Q. Can credit consultants really change derogatory information in credit reports even if the problems are my fault? I am having conflicting thoughts about paying one to improve my credit rating. Ed Palmer Van Nuys, Calif.

A. And well you should. For a fee of $50 to $1,000, some of these so-called % repair clinics claim that, like fairy godmothers, they can transform Duke Deadbeat into Prince Paid-on-Time. But let's look at the facts. The federal Fair Credit Reporting Act specifies exactly what can be written into your credit report and how long it must stay there. If you fail to meet payments on a car loan or other consumer loan, say, that misstep sticks to you for seven years. If you file for bankruptcy, the black mark remains for a decade. So unless your credit record contains outright errors, which you could fix yourself by writing to the credit bureau, there is often little that consultants can do. Sometimes they resort to chicanery -- like bombarding the credit bureau with phony disputes over every bill in hopes of getting some charges erased. For real help, call the National Foundation for Consumer Credit (800-388-2227), a nonprofit organization with almost 500 counseling centers in the U.S. and Canada. Its counselors can help you design a budget and negotiate with your creditors a program to repay your debts, usually in two to four years. Their fee: $10 or so.

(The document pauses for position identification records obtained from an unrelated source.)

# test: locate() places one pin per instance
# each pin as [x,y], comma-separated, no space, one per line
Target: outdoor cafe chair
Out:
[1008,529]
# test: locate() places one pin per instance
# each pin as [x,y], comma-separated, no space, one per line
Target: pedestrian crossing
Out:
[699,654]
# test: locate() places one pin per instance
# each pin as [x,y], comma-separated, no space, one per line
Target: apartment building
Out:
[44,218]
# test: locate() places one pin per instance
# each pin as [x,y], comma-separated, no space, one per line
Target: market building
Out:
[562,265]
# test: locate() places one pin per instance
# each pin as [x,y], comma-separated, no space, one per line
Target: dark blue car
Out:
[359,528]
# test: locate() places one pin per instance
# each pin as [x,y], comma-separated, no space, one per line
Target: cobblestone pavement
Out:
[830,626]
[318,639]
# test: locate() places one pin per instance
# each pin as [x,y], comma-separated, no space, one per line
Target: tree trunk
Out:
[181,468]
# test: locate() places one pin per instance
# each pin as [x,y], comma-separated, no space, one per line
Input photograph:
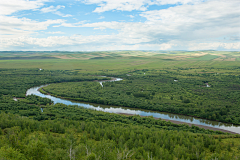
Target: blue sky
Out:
[87,25]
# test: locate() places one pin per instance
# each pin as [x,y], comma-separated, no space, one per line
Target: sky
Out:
[101,25]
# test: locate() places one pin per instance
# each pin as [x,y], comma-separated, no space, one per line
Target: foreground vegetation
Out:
[213,95]
[34,128]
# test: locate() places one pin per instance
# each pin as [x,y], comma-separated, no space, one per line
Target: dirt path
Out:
[189,124]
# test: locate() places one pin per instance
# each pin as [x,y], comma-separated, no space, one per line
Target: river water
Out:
[125,110]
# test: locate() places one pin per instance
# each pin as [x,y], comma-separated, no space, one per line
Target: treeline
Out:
[109,136]
[157,90]
[34,128]
[15,82]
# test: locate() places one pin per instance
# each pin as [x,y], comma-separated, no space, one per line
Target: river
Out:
[125,110]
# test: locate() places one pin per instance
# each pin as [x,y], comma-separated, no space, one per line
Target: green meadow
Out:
[34,128]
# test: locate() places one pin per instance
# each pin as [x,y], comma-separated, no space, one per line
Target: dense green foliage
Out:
[15,82]
[156,90]
[72,132]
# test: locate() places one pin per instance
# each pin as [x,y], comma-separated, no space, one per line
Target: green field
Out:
[70,132]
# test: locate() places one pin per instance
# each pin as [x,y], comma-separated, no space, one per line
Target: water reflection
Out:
[141,112]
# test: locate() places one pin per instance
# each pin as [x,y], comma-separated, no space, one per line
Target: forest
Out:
[213,96]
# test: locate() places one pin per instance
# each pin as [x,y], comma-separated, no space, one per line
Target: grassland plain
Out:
[68,132]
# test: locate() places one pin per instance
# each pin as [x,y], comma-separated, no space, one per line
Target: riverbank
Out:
[131,112]
[189,124]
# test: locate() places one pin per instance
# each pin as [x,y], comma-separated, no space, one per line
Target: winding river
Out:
[125,110]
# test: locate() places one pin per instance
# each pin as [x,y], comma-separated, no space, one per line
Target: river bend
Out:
[125,110]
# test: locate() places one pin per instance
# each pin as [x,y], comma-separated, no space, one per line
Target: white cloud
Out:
[54,10]
[57,32]
[14,27]
[7,7]
[102,17]
[130,5]
[131,16]
[194,25]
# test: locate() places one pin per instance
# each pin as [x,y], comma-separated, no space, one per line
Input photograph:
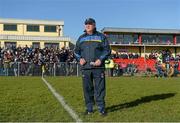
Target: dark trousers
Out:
[94,88]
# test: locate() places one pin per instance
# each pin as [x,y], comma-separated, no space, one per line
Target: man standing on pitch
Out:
[91,51]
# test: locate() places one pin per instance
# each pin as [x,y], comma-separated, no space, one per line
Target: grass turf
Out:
[128,99]
[28,99]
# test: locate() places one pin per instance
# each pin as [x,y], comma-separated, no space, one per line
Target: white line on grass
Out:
[60,98]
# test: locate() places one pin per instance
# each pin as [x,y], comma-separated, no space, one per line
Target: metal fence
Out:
[70,69]
[31,69]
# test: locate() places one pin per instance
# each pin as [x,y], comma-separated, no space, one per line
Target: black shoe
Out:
[103,113]
[88,112]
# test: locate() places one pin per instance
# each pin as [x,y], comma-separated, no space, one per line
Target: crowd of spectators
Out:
[32,59]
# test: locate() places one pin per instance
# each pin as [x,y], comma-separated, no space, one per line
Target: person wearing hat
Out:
[91,51]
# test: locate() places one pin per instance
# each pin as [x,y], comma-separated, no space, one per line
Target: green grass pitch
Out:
[127,99]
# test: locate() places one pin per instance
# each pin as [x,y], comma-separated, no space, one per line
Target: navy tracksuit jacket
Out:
[91,48]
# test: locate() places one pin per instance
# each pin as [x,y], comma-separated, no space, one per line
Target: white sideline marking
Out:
[60,98]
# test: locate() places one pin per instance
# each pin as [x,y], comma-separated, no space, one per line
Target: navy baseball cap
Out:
[89,21]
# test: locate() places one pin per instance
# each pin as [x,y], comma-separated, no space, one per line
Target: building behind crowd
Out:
[33,33]
[143,41]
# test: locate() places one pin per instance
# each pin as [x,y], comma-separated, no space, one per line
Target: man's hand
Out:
[97,63]
[82,61]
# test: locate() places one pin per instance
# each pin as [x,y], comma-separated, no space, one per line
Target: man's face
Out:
[89,28]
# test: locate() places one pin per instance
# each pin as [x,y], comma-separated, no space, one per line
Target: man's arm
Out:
[106,52]
[77,54]
[77,51]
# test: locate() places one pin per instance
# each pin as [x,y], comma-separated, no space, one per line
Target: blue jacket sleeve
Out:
[106,50]
[77,51]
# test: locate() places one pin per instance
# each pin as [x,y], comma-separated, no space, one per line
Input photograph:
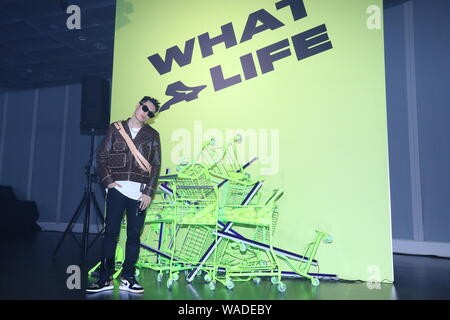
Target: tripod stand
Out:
[85,203]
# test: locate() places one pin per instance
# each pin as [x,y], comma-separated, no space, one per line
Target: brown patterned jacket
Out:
[116,162]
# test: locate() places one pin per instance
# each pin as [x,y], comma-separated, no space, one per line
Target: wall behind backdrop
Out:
[42,153]
[304,85]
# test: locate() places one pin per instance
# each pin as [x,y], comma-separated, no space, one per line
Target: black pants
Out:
[116,204]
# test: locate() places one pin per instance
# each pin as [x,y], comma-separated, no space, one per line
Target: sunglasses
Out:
[145,109]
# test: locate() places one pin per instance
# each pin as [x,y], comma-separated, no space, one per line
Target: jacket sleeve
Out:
[155,161]
[102,159]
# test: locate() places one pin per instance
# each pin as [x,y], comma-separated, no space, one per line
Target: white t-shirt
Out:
[130,189]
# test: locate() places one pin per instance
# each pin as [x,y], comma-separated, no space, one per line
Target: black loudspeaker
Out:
[95,105]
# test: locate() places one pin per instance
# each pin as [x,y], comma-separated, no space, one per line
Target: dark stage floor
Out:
[27,271]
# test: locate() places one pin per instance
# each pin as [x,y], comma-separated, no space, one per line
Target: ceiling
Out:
[38,50]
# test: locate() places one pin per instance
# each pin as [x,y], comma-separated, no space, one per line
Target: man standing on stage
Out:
[130,187]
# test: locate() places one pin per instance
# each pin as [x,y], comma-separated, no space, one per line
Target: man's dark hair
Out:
[152,100]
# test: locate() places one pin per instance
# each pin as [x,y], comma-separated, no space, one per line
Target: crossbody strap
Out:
[142,162]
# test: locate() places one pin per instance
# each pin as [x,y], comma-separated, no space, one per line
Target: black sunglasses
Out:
[145,109]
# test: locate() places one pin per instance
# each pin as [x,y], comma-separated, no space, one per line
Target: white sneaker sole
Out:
[100,290]
[125,288]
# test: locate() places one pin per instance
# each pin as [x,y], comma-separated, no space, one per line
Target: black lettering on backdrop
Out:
[268,22]
[306,44]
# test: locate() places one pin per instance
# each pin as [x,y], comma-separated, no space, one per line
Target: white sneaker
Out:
[100,286]
[130,284]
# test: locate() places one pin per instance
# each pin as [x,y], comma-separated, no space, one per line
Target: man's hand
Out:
[145,201]
[114,184]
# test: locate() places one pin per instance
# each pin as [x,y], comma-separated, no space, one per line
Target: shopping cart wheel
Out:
[315,281]
[281,287]
[328,239]
[229,284]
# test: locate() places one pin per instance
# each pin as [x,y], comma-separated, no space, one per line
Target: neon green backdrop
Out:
[318,125]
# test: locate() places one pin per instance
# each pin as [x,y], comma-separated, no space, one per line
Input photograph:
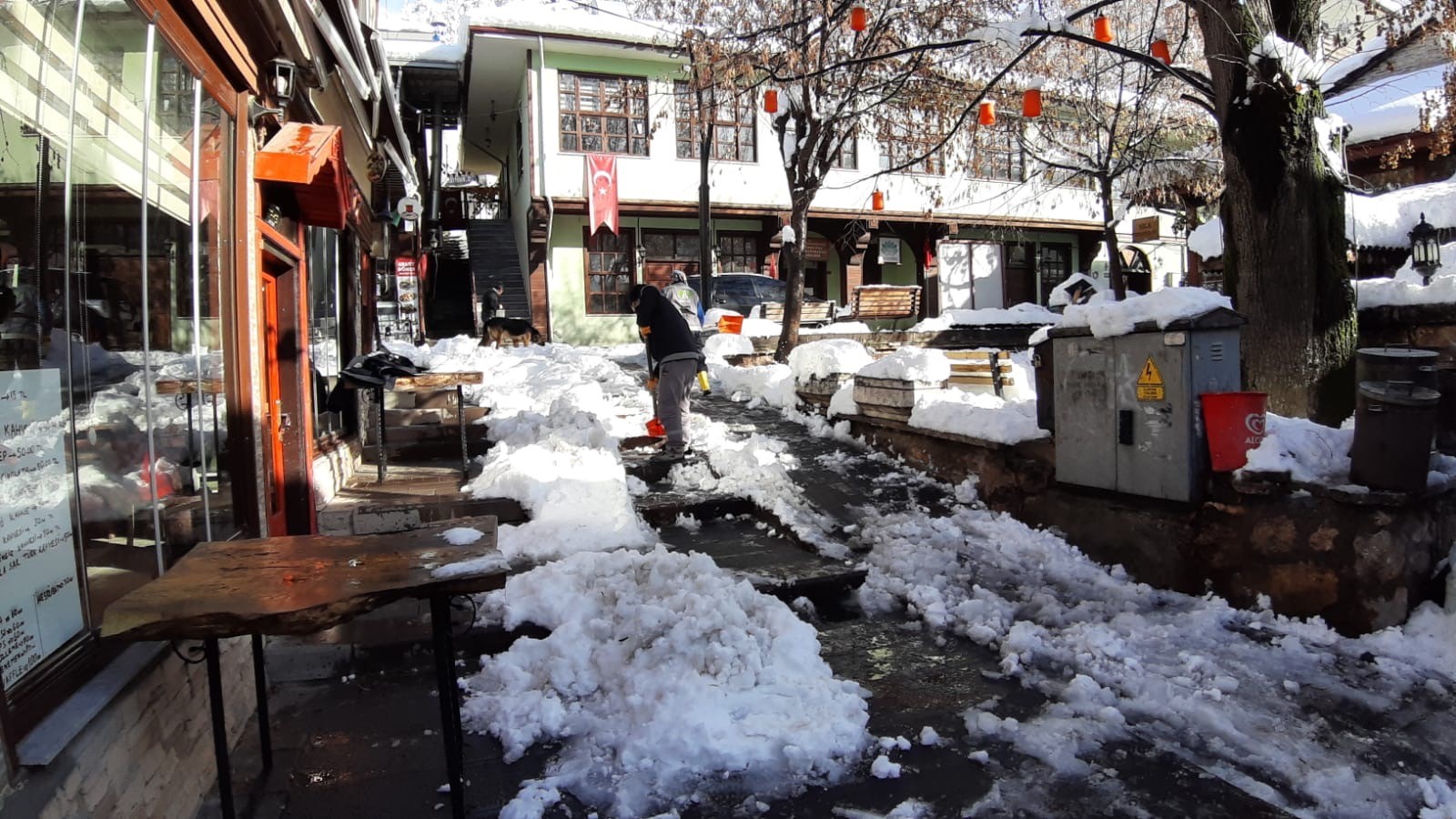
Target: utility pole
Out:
[705,143]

Q. I am worried about the 401(k) plan my employer is offering. It seems to allow the trustee -- in this case, the company's owner -- to borrow money against the employees' funds. Is there any insurance to protect employees if their money is misused? George J. Reed Minneapolis

A. Don't fret about that ''right to borrow'' clause. Many plans include some such language so that the trustee can borrow when appropriate to further the plan's investments -- for example, to buy stock on margin. ERISA (the Employee Retirement and Income Security Act) and other federal laws and regulations require employees' funds to be held in trust and generally forbid their use for corporate purposes. Unlike pensions and other defined-benefit plans, however, 401(k)s are not federally insured. The Department of Labor polices 401(k)s, but it monitors only a tiny percentage of them each year. So you should scrutinize all plan statements that you get. And if you suspect shady dealings, complain in writing to the Division of Inquiries and Technical Assistance (U.S. Department of Labor, Pension and Welfare Benefits Administration, Room N-5658, 200 Constitution Ave. N.W., Washington, D.C. 20210; 202-523-8776).

Q. I work for the Postal Service, and for the past six months I have tried to get disability insurance. The companies I've contacted don't cover civil servants. Help! Shirley W. Floyd Florence, S.C.

A. Neither snow nor rain keeps you from delivering the mail, so what's stopping you from making the appointed rounds of insurance companies? We found several in your area, including Farm Bureau and Mutual of Omaha, that have no ban on civil servants. In fact, both would be delighted to accept your premium payments. (A Mutual of Omaha policy that pays up to $1,000 a month for two years, for example, would cost a 35-year-old nonsmoking female postal worker about $58 a month and a 55-year-old about $83 a month.) So dial, smile and remember: if you've got money to spend, there's always someone who'll take it.